To test this PR beyond the existing test suite, I created a little chaos tester: https://github.com/tysonmote/mongo-kafka-chaos This repo stands up a MongoDB to Kafka pipeline using MongoDB Kafka Connector and then uses SIGKILL to randomly kill containers to confirm (more or less) exactly-once semantics.
Before this PR, killing Kafka brokers randomly would produce duplicate messages fairly easily:
./chaos.sh -i 60 kafka1,kafka2,kafka3
[...]
consumer | Events consumed: 338,221 (2,539/s)
consumer | Events consumed: 345,351 (374/s)
consumer | ERROR: Got event 345350 after 345353 (out of order)
consumer | ERROR: Duplicate event 345350
consumer | ERROR: Duplicate event 345351
consumer | ERROR: Duplicate event 345352
consumer | ERROR: Duplicate event 345353
consumer | Events consumed: 402,445 (5,709/s)
consumer | Events consumed: 427,805 (2,536/s)
With this PR, Kafka Connect shows that it is using ExactlyOnceWorkerSourceTask
:
connect | [2023-08-06 22:14:11,876] INFO Started MongoDB source task (com.mongodb.kafka.connect.source.MongoSourceTask)
connect | [2023-08-06 22:14:11,876] INFO ExactlyOnceWorkerSourceTask{id=chaos-source-0} Source task finished initialization and start (org.apache.kafka.connect.runtime.AbstractWorkerSourceTask)

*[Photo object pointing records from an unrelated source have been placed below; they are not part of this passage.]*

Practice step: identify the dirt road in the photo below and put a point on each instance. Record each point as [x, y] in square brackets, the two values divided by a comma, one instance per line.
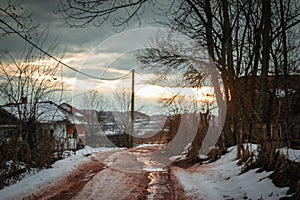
[122, 174]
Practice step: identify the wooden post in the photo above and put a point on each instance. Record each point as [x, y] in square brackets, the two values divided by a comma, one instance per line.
[130, 142]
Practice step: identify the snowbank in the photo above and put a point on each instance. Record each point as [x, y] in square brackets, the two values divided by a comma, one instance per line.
[222, 180]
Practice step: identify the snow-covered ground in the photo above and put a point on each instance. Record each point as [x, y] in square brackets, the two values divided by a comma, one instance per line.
[218, 180]
[59, 170]
[291, 154]
[222, 180]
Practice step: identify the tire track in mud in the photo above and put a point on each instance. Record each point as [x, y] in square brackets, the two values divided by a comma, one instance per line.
[87, 176]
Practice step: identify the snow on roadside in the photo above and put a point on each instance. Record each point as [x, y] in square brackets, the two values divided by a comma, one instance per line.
[60, 169]
[221, 180]
[291, 154]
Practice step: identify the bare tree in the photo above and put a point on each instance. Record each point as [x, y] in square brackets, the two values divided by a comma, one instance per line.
[13, 15]
[244, 38]
[24, 83]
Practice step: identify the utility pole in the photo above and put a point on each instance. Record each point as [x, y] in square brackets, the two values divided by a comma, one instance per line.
[130, 139]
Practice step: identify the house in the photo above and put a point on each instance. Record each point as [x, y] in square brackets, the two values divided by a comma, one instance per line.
[51, 119]
[9, 125]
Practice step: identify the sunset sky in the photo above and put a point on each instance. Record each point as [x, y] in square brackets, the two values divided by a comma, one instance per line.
[104, 52]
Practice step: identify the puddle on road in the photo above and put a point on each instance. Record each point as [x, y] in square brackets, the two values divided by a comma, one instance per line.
[158, 187]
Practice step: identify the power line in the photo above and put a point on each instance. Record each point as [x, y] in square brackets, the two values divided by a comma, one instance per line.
[54, 58]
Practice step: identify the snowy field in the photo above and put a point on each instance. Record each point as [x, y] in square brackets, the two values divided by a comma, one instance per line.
[222, 180]
[60, 169]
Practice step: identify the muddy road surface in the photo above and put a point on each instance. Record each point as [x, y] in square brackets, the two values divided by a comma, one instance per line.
[120, 174]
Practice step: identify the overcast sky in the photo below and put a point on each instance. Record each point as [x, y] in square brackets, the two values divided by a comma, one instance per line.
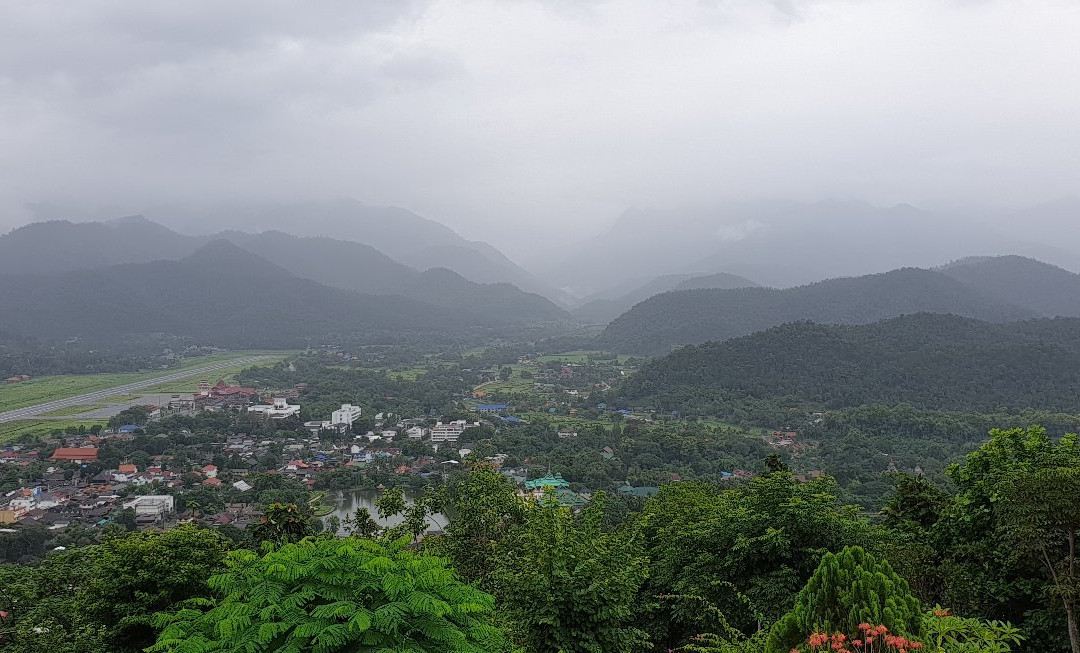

And I'm unable to find duplicate (or even out-of-order) messages when killing Kafka brokers or the Connect worker randomly:
./chaos.sh -i 60 kafka1,kafka2,kafka3
[...]
consumer | Events consumed: 2,230,041 (470/s)
consumer | Events consumed: 2,298,021 (6,791/s)
consumer | Events consumed: 2,310,926 (604/s)
consumer | Events consumed: 2,363,276 (5,235/s)
consumer | Events consumed: 2,385,986 (2,268/s)
consumer | Events consumed: 2,398,847 (552/s)
consumer | Events consumed: 2,467,306 (6,837/s)
./chaos.sh -i 60 connect
[...]
consumer | Events consumed: 2,557,907 (13,361/s)
consumer | Events consumed: 2,571,181 (2,632/s)
consumer | Events consumed: 2,572,361 (33/s)
consumer | Events consumed: 2,574,201 (368/s)
consumer | Events consumed: 2,576,131 (384/s)
consumer | Events consumed: 2,576,881 (149/s)
consumer | Events consumed: 2,627,996 (10,223/s)
consumer | Events consumed: 2,688,458 (11,915/s)
consumer | Events consumed: 2,726,518 (7,577/s)
consumer | Events consumed: 2,753,578 (5,323/s)
The above chaos tester is, of course, not very comprehensive. I haven't tested multi-node failures or networking issues; just arbitrary crashes using SIGKILL. The MongoDB writer is also not particularly high-throughput. I simply wrote it to model a use case that we have at Rippling, writing small batches of records in transactions.